A bioassay of p-phenylenediamine dihydrochloride for possible carcinogenicity was conducted using Fischer 344 rats and B6C3F1 mice. p-Phenylenediamine dihydrochloride was administered in the feed, at either of two concentrations, to groups of 50 male and 50 female animals of each species. The high and low concentrations of p-phenylenediamine dihydrochloride were, respectively, 1,250 and 625 ppm for both rats and mice. After a 103-week period of compound administration, there were additional observation periods of 2 weeks for rats and 1 week for mice. Twenty animals of each sex and species were placed on test as controls.

There were no significant positive associations between the concentrations of p-phenylenediamine dihydrochloride administered and mortality in rats or mice of either sex. Adequate numbers of animals in all groups survived sufficiently long to be at risk from late developing tumors. Slight dose-related mean body weight depression was observed in female rats and the mean body weights among high dose male rats and dosed female mice were slightly depressed in relation to their respective controls, indicating that the concentrations of p-phenylenediamine dihydrochloride administered to these animals in this bioassay may have approximated the maximum tolerated concentrations. Since no distinct mean body weight depression relative to controls, no significant accelerated mortality, and no other signs of toxicity were associated with administration of p-phenylenediamine dihydrochloride to male mice, it is possible that these animals may have been able to tolerate a higher dietary concentration.
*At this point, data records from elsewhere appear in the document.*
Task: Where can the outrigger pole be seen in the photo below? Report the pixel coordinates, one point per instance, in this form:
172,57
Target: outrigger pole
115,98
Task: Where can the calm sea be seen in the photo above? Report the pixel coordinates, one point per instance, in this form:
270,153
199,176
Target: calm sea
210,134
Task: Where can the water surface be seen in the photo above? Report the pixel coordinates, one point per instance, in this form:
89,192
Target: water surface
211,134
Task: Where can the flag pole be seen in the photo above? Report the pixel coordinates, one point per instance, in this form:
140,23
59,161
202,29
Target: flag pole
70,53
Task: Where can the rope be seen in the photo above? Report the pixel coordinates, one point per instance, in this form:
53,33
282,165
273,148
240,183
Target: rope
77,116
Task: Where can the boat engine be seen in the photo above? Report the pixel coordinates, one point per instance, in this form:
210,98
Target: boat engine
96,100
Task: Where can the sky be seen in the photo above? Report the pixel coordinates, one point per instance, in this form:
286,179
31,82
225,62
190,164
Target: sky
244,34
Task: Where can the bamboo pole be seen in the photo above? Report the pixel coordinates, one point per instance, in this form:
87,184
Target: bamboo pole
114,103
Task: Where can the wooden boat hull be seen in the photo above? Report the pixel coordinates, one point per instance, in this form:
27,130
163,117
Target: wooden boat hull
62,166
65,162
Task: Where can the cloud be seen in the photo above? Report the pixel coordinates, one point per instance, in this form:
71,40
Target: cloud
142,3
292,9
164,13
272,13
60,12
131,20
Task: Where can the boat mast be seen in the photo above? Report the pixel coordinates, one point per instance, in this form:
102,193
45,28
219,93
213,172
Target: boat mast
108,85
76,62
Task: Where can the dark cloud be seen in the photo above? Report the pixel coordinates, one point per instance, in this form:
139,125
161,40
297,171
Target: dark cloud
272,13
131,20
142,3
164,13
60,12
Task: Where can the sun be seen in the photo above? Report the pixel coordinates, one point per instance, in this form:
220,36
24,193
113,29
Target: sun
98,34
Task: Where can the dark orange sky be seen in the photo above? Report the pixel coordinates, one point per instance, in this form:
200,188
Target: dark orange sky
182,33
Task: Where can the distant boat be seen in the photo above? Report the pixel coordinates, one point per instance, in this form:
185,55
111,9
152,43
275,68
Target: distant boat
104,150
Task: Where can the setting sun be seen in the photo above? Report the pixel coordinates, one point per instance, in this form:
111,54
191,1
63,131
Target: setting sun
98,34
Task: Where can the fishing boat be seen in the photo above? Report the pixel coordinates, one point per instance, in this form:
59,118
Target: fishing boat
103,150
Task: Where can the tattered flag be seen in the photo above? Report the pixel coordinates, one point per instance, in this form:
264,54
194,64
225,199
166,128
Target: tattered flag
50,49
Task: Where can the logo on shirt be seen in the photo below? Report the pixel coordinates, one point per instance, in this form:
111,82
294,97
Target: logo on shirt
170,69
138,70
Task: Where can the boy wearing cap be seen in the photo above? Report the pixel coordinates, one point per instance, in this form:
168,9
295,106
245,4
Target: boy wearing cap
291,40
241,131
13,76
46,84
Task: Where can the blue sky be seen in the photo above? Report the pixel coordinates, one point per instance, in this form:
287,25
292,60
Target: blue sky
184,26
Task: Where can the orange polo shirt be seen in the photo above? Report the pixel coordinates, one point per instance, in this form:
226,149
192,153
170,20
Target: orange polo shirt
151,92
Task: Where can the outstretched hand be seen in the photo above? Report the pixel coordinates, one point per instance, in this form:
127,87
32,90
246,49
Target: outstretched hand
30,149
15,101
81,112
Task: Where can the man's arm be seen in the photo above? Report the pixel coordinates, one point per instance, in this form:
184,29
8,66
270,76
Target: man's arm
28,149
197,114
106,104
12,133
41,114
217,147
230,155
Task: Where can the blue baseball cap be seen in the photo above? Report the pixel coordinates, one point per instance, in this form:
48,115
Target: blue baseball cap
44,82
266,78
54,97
None of the statistical tests for any site in rats or mice of either sex, including time to leukemia or malignant lymphoma analysis in female mice, indicated a significant positive association between compound administration and tumor incidence.

Under the conditions of this bioassay, there was no convincing evidence that dietary administration of p-phenylenediamine dihydrochloride was carcinogenic in Fischer 344 rats or B6C3F1 mice.